De même, le fleuve lie la communauté au centre urbain de Buenaventura, le principal port du pays, ce qui lui permet de participer aux réseaux commerciaux. Pour la communauté, la « mort de la rivière » signifie l’impossibilité de subsister tant physiquement que culturellement. En raison des dommages qui lui ont été causés par l’entreprise et de la complicité de l’État, la communauté d’Anchicayá est passée par un processus difficile de déracinement, de déplacement et de pauvreté durant lequel plusieurs de ses besoins humains fondamentaux n’ont pas été satisfaits.

 

Les demandes de la communauté d’Anchicayá – comme l’a dit l’un de ses dirigeant-e-s – vont bien au-delà de « l’argent, bien que ce soit nécessaire pour la communauté, mais ce dont il est question ici, c’est d’affirmer notre dignité ».

 

Le rôle d’Avocats sans frontières Canada (ASFC)

 

ASFC accompagne le dossier depuis 2013. Depuis, elle a soumis une série d’amicus curiae aux hautes cours colombiennes.
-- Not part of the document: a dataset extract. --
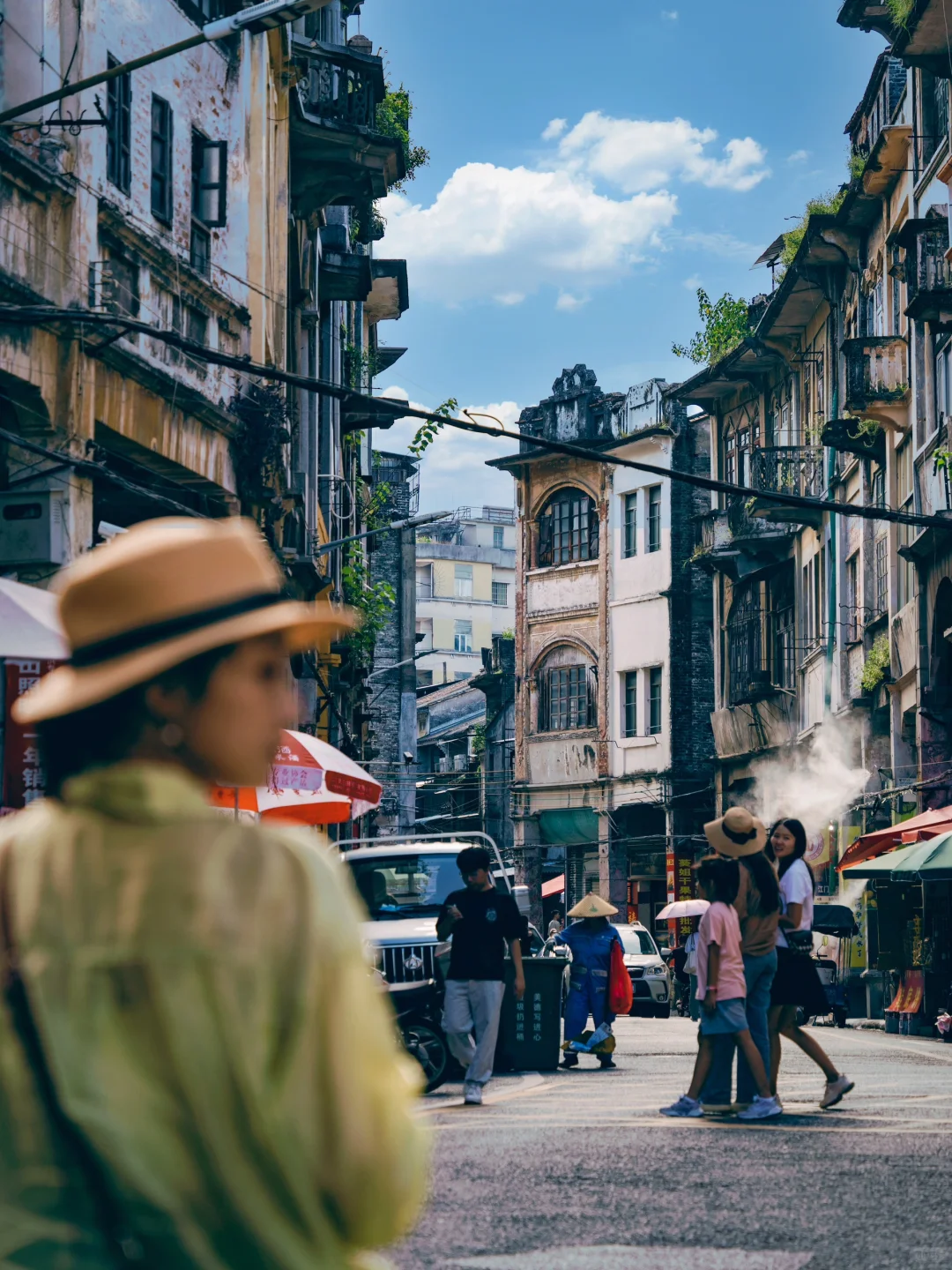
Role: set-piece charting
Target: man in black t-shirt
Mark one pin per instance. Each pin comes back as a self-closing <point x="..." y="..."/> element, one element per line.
<point x="481" y="921"/>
ASFC a également assisté aux visites de l’ombudsman de la Colombie sur le territoire de la communauté d’Anchicayá, aux côtés de la communauté et de son avocat. De même, ASFC a participé aux audiences publiques tenues au Congrès de la République et aux forums de commémoration sur l’affaire, des initiatives qui sont nées de la communauté et de son avocat.  Devant des actions cherchant à utiliser le droit pénal pour intimider l’activité judiciaire de l’avocat Germán Ospina, ASFC a présenté des lettres aux institutions colombiennes concernées pour exprimer sa préoccupation.

 

Dans un avenir immédiat, ASFC prépare un amicus curiae qui sera présenté à la Commission interaméricaine des droits de l’homme.